Adieu 2020 – Je t’aime moi non plus

Adieu 2020 et bon débarras j’aurai envie de dire. Cependant, en réalité, cette année aura été une année très particulière pour moi mais aussi pour vous et pour une bonne partie de la population. Corona Virus, confinements, couvre-feus, fermetures des écoles, des restaurants, des bars des lieux socioculturels et télétravail ont jalonné cette année bizarre. Aujourd’hui, je ressens le besoin de faire un bilan et de dire adieu 2020.

Tout avait si bien commencé

Et pourtant, tout avait si bien commencé. En tout cas pour moi. Mais j’ai l’impression que je n’étais pas seule à sentir que cette année 2020 allait être exceptionnelle. D’ailleurs, je me souviens en avoir discuté avec plusieurs personnes fin 2019. Nous étions tous et toutes d’accord pour dire que 2020 s’annonçait être un grand cru. Alors on avait raison sur une chose: 2020 allait être exceptionnelle. Juste pas dans le bon sens du terme.

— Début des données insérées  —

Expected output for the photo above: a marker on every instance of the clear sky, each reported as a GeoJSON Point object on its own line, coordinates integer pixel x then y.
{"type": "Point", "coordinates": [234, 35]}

Dans mon cas j’ai commencé l’année en me sentant complètement sereine et épanouie. En effet, mon auto-entreprise, crée en janvier 2019, marchait d’enfer. J’enchainais conférence sur conférence. En plus, j’étais en pleine rédaction de mon nouveau livre  » Ma bible du zéro déchet« . Sans parler de ma toute nouvelle fonction de conseillère municipale à Valence.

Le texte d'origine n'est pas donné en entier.